Still, other observers see avenues for tech giants even in the U.S. market.
“The 'we-built-it-here' attitude bogs down large global banks and enterprise wealth management firms. It’s simply the way they operate. They have huge IT departments. They are used to having everything in-house,” says April Rudin, founder and CEO of The Rudin Group, a global wealth marketing firm. “But in Silicon Valley, they approach things from a completely different point of view. Big tech firms become more of a distribution channel for products and services rather than thinking they have to originate everything. Amazon is not a manufacturer. They are a distribution platform.”
Rudin surmises that such firms may become the aggregators of wealth management businesses in the future, in much the same way Facebook, Twitter, and Google have co-opted the news business.
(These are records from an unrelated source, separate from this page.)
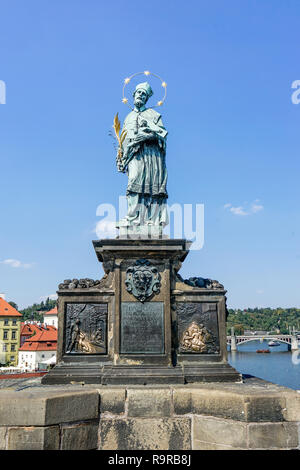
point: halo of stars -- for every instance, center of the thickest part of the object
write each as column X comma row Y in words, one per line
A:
column 146, row 73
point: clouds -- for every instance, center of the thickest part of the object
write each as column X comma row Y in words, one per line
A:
column 250, row 209
column 15, row 263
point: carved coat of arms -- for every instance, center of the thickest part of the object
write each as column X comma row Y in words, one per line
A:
column 142, row 280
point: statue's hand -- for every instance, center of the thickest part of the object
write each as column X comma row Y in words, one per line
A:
column 120, row 165
column 145, row 136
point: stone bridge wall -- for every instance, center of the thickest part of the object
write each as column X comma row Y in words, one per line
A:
column 252, row 415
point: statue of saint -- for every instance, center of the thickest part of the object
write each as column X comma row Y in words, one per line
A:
column 143, row 156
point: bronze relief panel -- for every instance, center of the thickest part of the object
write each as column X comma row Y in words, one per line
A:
column 86, row 328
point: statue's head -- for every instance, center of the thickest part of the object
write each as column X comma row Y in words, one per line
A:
column 141, row 94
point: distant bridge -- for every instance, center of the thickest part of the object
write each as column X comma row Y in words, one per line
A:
column 291, row 340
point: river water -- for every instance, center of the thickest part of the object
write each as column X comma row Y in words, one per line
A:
column 277, row 367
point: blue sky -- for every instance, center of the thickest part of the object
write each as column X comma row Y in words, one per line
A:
column 233, row 140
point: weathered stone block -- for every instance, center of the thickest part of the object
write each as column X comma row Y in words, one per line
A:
column 146, row 434
column 3, row 432
column 199, row 445
column 273, row 436
column 33, row 438
column 220, row 431
column 47, row 407
column 292, row 408
column 149, row 403
column 83, row 436
column 264, row 408
column 209, row 402
column 234, row 403
column 112, row 400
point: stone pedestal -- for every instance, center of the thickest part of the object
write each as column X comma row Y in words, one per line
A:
column 142, row 323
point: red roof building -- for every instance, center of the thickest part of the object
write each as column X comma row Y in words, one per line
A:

Amazon or Facebook could conceivably have two types of customers, she says: retail clients who use the tech companies’ robo advisor that is a white label product from a fintech. The other customer could be incumbent wealth managers, who need access to customers.
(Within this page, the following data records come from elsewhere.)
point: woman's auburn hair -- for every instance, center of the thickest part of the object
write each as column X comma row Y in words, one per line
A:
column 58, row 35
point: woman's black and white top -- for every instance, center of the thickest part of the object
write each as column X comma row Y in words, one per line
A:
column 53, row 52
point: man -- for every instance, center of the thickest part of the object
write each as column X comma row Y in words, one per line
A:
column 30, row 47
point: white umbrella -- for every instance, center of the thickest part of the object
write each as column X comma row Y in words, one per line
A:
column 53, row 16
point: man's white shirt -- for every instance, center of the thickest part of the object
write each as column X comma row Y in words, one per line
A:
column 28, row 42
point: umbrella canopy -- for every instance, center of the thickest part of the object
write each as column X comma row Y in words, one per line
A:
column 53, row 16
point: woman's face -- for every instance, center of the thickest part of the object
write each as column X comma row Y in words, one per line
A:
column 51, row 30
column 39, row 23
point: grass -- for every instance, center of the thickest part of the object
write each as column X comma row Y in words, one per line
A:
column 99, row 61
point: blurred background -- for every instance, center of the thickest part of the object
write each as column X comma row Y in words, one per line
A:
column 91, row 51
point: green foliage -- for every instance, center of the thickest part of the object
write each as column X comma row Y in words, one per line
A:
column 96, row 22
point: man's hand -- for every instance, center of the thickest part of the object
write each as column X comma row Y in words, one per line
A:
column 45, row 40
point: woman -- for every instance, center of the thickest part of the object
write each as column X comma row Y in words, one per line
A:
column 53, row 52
Morgan Stanley, Fulfilled by Amazon, perhaps?
Rudin points out that Amazon is in discussions with big banks like JPMorgan Chase to offer checking accounts to its customers. Facebook has opened its Messenger platform to financial services’ chatbots. Charles Schwab and Fidelity have been added to Amazon’s Alexa.
“These partnerships make sense,” says Rudin. “These partnerships amplify brands, as well as gain new prospects. It shortens the client acquisition cycle.”
It's a matter of time before Amazon and other big techs enter wealth management, says Vikas Bansal, former principal at CAPCO and strategic advisor for FinTech Connector, a membership-based networking group for fintech entrepreneurs, business leaders and investors.
"Basically, these are broad trends," Bansal says. "They are already moving towards financial services, such as the payments space. It won't happen in the near future.
There are trends pointing towards that happening in the long-term."
But for incumbents who don’t want to be co-opted, Dunn says they need to take a page from tech companies’ playbook by providing superior user experience and allow third party developers through open infrastructure to create useful applications for their institution. Incumbents should also take seriously the work being done in innovation labs within their firm and actually integrate promising products from these labs, he adds.
“Incumbents are well-positioned. Existing wealth managers are well-positioned to fend off FAANGs,” says Dunn. “Incumbents still have a chance. They just have to think and act like the FAANGs."